El crecimiento político de Naftali Bennett, excolaborador y hoy duro opositor, es otro indicador relevante. Encuestas israelíes recientes muestran que gran parte del electorado lo considera una alternativa mejor que el premier. Se pronostican entre 59 y 61 legisladores para la oposición y 51 para el oficialismo, en un Parlamento unicameral de 120 miembros. Este fenómeno es particularmente significativo porque no proviene de la izquierda ni del centro liberal, sino del mismo espacio ideológico que históricamente sostuvo a Netanyahu. Es interesante recordar que todos los líderes opositores fueron en su momento colaboradores o aliados de Bibi, y terminaron afirmando unánimemente que es imposible confiar en él. Es decir que el factor personal pesa más aún que el ideológico.
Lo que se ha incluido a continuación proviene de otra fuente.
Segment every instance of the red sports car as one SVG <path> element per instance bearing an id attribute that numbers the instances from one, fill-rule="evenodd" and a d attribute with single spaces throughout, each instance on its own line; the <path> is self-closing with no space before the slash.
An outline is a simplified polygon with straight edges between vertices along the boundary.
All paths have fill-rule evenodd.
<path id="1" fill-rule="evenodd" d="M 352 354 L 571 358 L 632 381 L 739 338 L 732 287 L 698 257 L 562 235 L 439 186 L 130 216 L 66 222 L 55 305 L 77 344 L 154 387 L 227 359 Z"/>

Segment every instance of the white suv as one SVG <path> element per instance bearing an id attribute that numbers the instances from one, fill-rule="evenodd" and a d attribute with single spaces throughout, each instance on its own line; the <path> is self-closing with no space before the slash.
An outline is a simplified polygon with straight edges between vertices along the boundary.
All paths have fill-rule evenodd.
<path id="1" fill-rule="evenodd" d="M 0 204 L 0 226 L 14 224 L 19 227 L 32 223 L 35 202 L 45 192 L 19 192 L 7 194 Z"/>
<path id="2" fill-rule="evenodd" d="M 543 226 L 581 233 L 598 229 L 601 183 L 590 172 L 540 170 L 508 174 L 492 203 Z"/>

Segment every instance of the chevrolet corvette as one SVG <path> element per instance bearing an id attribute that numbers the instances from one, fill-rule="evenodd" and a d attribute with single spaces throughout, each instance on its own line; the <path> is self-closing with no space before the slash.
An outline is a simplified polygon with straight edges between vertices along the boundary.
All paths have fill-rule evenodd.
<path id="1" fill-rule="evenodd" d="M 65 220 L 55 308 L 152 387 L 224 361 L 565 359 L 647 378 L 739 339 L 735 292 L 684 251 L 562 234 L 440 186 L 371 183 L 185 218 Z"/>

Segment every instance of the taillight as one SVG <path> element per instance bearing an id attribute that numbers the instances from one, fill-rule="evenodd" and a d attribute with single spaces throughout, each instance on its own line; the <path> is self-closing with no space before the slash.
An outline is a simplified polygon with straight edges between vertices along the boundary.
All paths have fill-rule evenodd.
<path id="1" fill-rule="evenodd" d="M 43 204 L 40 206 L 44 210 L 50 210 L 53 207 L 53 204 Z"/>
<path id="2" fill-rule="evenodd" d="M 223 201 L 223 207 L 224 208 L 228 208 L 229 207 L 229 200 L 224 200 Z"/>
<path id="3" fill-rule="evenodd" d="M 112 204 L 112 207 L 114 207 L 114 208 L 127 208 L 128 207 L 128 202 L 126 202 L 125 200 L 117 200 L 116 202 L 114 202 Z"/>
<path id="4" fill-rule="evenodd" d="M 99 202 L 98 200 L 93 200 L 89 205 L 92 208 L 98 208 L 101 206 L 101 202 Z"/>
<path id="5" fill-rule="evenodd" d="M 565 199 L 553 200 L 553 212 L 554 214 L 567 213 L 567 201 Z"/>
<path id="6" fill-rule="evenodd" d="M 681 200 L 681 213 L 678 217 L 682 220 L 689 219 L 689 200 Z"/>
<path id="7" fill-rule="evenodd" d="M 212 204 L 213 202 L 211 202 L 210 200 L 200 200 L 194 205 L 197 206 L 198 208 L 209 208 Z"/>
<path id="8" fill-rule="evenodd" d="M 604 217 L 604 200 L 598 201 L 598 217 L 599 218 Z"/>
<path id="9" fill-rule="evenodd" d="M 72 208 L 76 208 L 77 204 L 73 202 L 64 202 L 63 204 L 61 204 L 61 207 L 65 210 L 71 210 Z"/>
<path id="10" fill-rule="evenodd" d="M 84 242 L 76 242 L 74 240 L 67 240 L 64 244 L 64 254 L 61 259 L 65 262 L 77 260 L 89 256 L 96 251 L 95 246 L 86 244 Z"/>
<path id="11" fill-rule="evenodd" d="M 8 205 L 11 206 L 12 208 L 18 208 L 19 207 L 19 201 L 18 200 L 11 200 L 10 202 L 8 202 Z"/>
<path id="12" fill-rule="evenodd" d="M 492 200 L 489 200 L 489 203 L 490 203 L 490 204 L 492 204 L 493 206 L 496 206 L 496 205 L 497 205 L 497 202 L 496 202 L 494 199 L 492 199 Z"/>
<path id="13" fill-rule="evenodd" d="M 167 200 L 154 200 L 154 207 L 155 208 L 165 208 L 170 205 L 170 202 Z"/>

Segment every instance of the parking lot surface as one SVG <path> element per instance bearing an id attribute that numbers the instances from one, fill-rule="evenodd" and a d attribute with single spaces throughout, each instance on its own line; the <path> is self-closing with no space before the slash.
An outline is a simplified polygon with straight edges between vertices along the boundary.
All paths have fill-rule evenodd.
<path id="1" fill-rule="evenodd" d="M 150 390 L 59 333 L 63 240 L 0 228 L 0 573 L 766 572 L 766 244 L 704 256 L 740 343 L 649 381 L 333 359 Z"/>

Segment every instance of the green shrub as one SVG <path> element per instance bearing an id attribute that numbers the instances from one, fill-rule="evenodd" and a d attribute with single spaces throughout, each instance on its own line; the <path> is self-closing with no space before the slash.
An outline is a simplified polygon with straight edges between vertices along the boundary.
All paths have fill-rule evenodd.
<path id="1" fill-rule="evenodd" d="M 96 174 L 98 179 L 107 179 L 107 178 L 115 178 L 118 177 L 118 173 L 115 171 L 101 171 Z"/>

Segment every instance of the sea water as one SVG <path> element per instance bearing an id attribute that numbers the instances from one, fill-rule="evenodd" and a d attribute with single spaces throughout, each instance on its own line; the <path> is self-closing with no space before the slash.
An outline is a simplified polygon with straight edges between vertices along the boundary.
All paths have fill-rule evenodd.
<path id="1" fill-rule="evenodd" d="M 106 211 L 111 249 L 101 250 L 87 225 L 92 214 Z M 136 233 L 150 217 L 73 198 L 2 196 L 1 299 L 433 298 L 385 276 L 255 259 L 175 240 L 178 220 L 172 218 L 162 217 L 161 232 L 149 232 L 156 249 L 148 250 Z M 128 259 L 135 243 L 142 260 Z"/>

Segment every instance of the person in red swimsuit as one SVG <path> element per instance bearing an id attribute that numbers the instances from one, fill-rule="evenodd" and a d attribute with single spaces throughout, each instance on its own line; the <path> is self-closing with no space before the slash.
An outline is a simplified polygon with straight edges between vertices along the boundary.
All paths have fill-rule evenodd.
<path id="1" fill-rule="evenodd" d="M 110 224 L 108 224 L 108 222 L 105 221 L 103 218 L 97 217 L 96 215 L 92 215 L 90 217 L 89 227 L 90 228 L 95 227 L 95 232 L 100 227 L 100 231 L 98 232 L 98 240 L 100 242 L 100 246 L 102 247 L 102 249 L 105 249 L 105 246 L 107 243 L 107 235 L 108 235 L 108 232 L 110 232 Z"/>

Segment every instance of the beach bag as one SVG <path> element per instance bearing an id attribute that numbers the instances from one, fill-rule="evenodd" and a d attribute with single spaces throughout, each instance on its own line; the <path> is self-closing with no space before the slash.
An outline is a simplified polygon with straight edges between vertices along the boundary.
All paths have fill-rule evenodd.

En concreto, la decadencia política de Netanyahu responde a una suma de factores: la responsabilidad por el desastre del 7 de octubre –que se niega a asumir–, su rechazo a crear una comisión estatal para investigar la masacre, su larga permanencia en el poder, los procesos judiciales, la dependencia de los jaredim y la actual tensión con Washington. A pesar de todo, sigue siendo el político más experimentado y resiliente de Israel. Su capacidad para mantenerse en el Gobierno durante tantos años demuestra que tiene importantes apoyos; pero se enfrenta al período más débil de su carrera. Todo político sensato sabe que eternizarse en el poder es riesgoso y negativo. Salvo cuando la ambición lo domina, y no viceversa como debe ser. Israel parece dirigirse, en definitiva, a un saludable cambio de liderazgo.